Half of all Android users are still vulnerable to a security flaw uncovered in the most-popular mobile operating system early last year, according to a new report from security firm Palo Alto Networks. The vulnerability in question allows an attacker to modify or replace Android apps with malware without the user’s knowledge.
Google was informed of the vulnerability in February 2014, a month after its discovery, and has since come up with a patch, which it has included in later revisions of Android 4.3 Jelly Bean and newer distributions. According to the latest data from Google, that still leaves 49.9 percent of all Android users unprotected.
The vulnerability lies in Android’s PackageInstaller, which handles the installation of apps, and, according to Palo Alto Networks, is restricted to apps downloaded — either through third-party app-stores or manually by users — in insecure locations, where they can be easily modified by attackers.
It basically affects just about every Android app store out there with the exception of Google Play, and other sources — like Amazon’s AppStore — which have been patched against the vulnerability.
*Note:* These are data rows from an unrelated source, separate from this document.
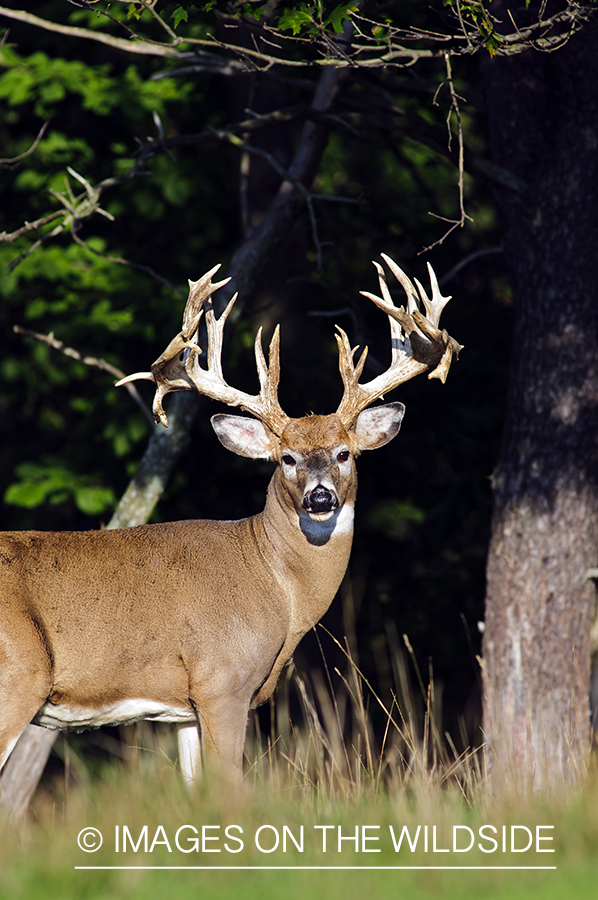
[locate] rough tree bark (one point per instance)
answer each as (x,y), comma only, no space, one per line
(543,125)
(27,761)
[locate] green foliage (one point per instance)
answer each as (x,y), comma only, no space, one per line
(70,441)
(54,484)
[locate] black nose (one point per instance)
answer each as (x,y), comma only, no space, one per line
(320,500)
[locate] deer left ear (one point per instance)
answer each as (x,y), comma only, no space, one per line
(377,426)
(244,436)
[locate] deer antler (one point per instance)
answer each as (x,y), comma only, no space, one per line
(178,369)
(417,343)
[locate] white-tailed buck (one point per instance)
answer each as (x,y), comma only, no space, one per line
(191,622)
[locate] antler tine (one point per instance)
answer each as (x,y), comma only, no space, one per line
(178,368)
(418,345)
(199,291)
(396,330)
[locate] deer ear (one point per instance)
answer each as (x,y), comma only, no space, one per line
(246,437)
(377,426)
That said, sideloading APKs is still risky, as there’s no protection for apps that users manually download.
The vulnerability can be exploited through an app downloaded “from any normal app store”, according to Palo Alto Networks, which means that users do not have to necessarily be looking for trouble to be affected. The app in question can appear to be legitimate, and may only reveal its role while PackageInstaller is triggered.
In order for fewer users to be vulnerable Android vendors would have to release software updates for older devices, which, as we all know, is unlikely to happen. However, there are other ways to stay safe.
Other than buying a new handset, that is still supported by its manufacturer for a reasonable period of time, users can use the latest-available versions of their favorite third-party app stores, steer clear of shady sources, and pay more attention to which apps they install on their devices.